At both time-points, HIV-testing was considered by most participants as a “good thing to do”. Pre-TasP groups explained HIV-testing was important in order to feel “free” (or to take away the burden of not knowing one’s status) and stay “alive” and healthy (make informed decisions on one’s health including accessing ART).

Certain Pre-TasP group participants supported the general idea of repeat and regular testing.

Pre-TasP group youth (S1): My suggestion is that it is important that you test all the time and once you have tested you should start treatment so that you can live for a long time. (female, unemployed, 30s)

However, repeated testing after testing HIV-negative was mostly perceived as unnecessary by Pre-TasP group participants. They explained that if these people were feeling healthy, they would assume their HIV-negative status had not changed, regardless of how long it had been since their last test.

Pre-TasP group mixed (S1): When they had said that I do not have it (HIV) what should I go back for? Yes it was just that and nothing else. Not that I became lazy or what maybe no, I just saw they said I do not have (HIV) so there was no reason for me to go back. (male, self-employed, 60s)

Pre-TasP group participants felt that someone needed to have a valid reason to constantly test for HIV: either because they perceived a risk related to their misbehaviour (having more than one sexual partner) or because there was something wrong with their health.

TasP group participants also expressed views that HIV-testing and repeat HIV-testing were associated with risk perception.

TasP group youth (S2): It may happen that you go for a test out of suspicion, … maybe if your partner is having multiple sexual relationships. You can also go for a test if your partner is involved with someone you once saw visiting there (ART clinic). [ … ] In that case people do go and test, to see if they are not infected if they suspect that they may be because of what is happening in their relationships. (male, unemployed, 27)
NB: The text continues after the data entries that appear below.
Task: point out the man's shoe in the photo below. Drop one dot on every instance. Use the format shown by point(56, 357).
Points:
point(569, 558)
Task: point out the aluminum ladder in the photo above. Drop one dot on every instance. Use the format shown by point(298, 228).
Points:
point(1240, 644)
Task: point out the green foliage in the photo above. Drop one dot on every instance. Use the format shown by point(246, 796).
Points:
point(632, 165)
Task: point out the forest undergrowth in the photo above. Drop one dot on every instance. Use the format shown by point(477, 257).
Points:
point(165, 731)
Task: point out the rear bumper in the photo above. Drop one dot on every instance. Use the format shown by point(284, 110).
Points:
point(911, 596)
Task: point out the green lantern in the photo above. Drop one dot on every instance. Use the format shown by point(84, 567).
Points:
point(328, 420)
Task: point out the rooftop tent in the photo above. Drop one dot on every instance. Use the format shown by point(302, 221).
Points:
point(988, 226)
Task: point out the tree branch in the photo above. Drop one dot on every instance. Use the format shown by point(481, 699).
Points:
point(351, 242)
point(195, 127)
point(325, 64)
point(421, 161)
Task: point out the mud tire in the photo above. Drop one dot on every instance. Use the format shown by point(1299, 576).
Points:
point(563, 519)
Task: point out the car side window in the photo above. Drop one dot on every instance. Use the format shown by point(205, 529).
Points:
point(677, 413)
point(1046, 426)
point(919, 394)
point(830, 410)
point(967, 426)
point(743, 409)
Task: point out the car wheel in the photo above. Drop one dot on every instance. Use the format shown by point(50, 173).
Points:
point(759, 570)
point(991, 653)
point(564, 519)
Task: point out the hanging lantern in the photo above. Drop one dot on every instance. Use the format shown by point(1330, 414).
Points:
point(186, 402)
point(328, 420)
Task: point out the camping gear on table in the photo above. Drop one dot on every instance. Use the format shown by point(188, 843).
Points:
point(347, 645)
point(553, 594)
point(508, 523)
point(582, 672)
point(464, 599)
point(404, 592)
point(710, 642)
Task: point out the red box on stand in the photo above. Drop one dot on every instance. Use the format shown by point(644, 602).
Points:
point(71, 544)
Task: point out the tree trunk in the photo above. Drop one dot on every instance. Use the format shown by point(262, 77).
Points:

But TasP group participants also explained that regular testing allowed an accurate knowledge of one’s HIV status. Every three months was considered the optimal frequency to test for HIV.

TasP group youth (S3): It is important to test regularly maybe after 3 months because you may test negative now and may test positive on your second test. It is very helpful to test regularly than testing once only. (female, domestic worker, 21)

Models of repeat testing

Most Pre-TasP group participants identified clinics as good places to test for HIV. However, they also reported fear associated with gossip from health staff and community members if testing in local clinics. Pre-TasP group participants did not perceive clinic counsellors as reliable sources of support, as they were often busy or relocated and people could not count on seeing the same person at each visit. Transport could also be a barrier for those who lived far away from the clinic and so mobile clinics or home visits could make HIV-testing more accessible.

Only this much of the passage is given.